[PATCH bpf v3 0/2] bpf: cpumap/devmap: fix per-CPU bulk queue races on PREEMPT_RT

Jiayuan Chen posted 2 patches 1 month, 2 weeks ago
There is a newer version of this series
kernel/bpf/cpumap.c | 17 +++++++++++++++--
kernel/bpf/devmap.c | 25 +++++++++++++++++++++----
2 files changed, 36 insertions(+), 6 deletions(-)
[PATCH bpf v3 0/2] bpf: cpumap/devmap: fix per-CPU bulk queue races on PREEMPT_RT
Posted by Jiayuan Chen 1 month, 2 weeks ago
On PREEMPT_RT kernels, local_bh_disable() only calls migrate_disable()
(when PREEMPT_RT_NEEDS_BH_LOCK is not set) and does not disable
preemption. This means CFS scheduling can preempt a task inside the
per-CPU bulk queue (bq) operations in cpumap and devmap, allowing
another task on the same CPU to concurrently access the same bq,
leading to use-after-free, list corruption, and kernel panics.

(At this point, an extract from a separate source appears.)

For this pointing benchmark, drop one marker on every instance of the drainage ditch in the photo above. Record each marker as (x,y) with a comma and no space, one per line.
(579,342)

Patch 1 fixes the cpumap race in bq_flush_to_queue(), originally
reported by syzbot [1].

Patch 2 fixes the same class of race in devmap's bq_xmit_all(),
identified by code inspection after Sebastian Andrzej Siewior pointed
out that devmap has the same per-CPU bulk queue pattern [2].

Both patches use local_lock_nested_bh() to serialize access to the
per-CPU bq. On non-RT this is a pure lockdep annotation with no
overhead; on PREEMPT_RT it provides a per-CPU sleeping lock.

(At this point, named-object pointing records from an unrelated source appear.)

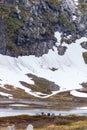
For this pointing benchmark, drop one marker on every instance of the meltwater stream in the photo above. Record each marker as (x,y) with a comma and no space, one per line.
(12,112)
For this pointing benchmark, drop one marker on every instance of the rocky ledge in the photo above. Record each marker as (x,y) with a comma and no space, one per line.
(27,26)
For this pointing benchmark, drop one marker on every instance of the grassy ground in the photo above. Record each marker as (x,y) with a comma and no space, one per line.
(71,122)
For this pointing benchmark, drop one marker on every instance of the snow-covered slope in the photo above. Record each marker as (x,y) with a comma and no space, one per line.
(70,72)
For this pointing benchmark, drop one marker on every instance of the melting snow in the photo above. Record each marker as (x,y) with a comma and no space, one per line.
(71,69)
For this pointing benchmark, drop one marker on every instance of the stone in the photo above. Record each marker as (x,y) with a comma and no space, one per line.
(61,49)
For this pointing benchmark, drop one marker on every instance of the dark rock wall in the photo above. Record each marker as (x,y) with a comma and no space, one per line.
(27,27)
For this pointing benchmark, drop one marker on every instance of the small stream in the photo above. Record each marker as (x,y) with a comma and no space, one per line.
(12,112)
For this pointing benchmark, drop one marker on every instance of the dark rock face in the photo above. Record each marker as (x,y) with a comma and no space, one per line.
(27,27)
(84,45)
(61,50)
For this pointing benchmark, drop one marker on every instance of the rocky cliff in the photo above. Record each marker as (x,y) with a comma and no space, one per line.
(27,26)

[1] https://lore.kernel.org/all/69369331.a70a0220.38f243.009d.GAE@google.com/T/
[2] https://lore.kernel.org/bpf/20260212023634.366343-1-jiayuan.chen@linux.dev/

---
v2 -> v3: https://lore.kernel.org/bpf/20260212023634.366343-1-jiayuan.chen@linux.dev/
- Fix commit message: remove incorrect "spin_lock() becomes rt_mutex"
claim, the per-CPU bq has no spin_lock at all. (Sebastian Andrzej Siewior)
- Fix commit message: accurately describe local_lock_nested_bh()
behavior instead of referencing local_lock(). (Sebastian Andrzej Siewior)
- Remove incomplete discussion of snapshot alternative.
(Sebastian Andrzej Siewior)
- Remove panic trace from commit message. (Sebastian Andrzej Siewior)
- Add patch 2/2 for devmap, same race pattern. (Sebastian Andrzej Siewior)

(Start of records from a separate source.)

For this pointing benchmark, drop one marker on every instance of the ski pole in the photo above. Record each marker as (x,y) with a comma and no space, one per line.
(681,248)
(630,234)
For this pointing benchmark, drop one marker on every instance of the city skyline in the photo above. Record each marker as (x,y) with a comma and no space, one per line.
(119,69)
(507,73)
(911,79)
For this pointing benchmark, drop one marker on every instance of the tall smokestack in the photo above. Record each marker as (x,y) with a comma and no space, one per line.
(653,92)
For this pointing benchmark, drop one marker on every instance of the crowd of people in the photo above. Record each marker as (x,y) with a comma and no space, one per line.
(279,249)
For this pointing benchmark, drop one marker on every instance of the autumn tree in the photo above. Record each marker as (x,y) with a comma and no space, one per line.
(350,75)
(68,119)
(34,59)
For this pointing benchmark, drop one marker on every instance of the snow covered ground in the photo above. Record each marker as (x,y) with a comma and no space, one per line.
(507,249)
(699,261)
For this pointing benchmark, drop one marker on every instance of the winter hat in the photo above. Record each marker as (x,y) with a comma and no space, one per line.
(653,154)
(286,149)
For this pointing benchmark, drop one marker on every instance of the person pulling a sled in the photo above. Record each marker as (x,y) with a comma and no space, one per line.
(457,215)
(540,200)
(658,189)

v1 -> v2: https://lore.kernel.org/bpf/20260211064417.196401-1-jiayuan.chen@linux.dev/
- Use local_lock_nested_bh()/local_unlock_nested_bh() instead of
local_lock()/local_unlock(), since these paths already run under
local_bh_disable(). (Sebastian Andrzej Siewior)
- Replace "Caller must hold bq->bq_lock" comment with
lockdep_assert_held() in bq_flush_to_queue(). (Sebastian Andrzej Siewior)
- Fix Fixes tag to 3253cb49cbad ("softirq: Allow to drop the
softirq-BKL lock on PREEMPT_RT") which is the actual commit that
makes the race possible. (Sebastian Andrzej Siewior)

Jiayuan Chen (2):
  bpf: cpumap: fix race in bq_flush_to_queue on PREEMPT_RT
  bpf: devmap: fix race in bq_xmit_all on PREEMPT_RT

 kernel/bpf/cpumap.c | 17 +++++++++++++++--
 kernel/bpf/devmap.c | 25 +++++++++++++++++++++----
 2 files changed, 36 insertions(+), 6 deletions(-)

-- 
2.43.0
Re: [PATCH bpf v3 0/2] bpf: cpumap/devmap: fix per-CPU bulk queue races on PREEMPT_RT
Posted by Sebastian Andrzej Siewior 1 month, 2 weeks ago
- xxx@vger.kernel.org

On 2026-02-13 11:40:13 [+0800], Jiayuan Chen wrote:
> On PREEMPT_RT kernels, local_bh_disable() only calls migrate_disable()
> (when PREEMPT_RT_NEEDS_BH_LOCK is not set) and does not disable
> preemption. This means CFS scheduling can preempt a task inside the
> per-CPU bulk queue (bq) operations in cpumap and devmap, allowing
> another task on the same CPU to concurrently access the same bq,
> leading to use-after-free, list corruption, and kernel panics.
> 
> Patch 1 fixes the cpumap race in bq_flush_to_queue(), originally
> reported by syzbot [1].
> 
> Patch 2 fixes the same class of race in devmap's bq_xmit_all(),
> identified by code inspection after Sebastian Andrzej Siewior pointed
> out that devmap has the same per-CPU bulk queue pattern [2].
…

Reviewed-by: Sebastian Andrzej Siewior <bigeasy@linutronix.de>

Sebastian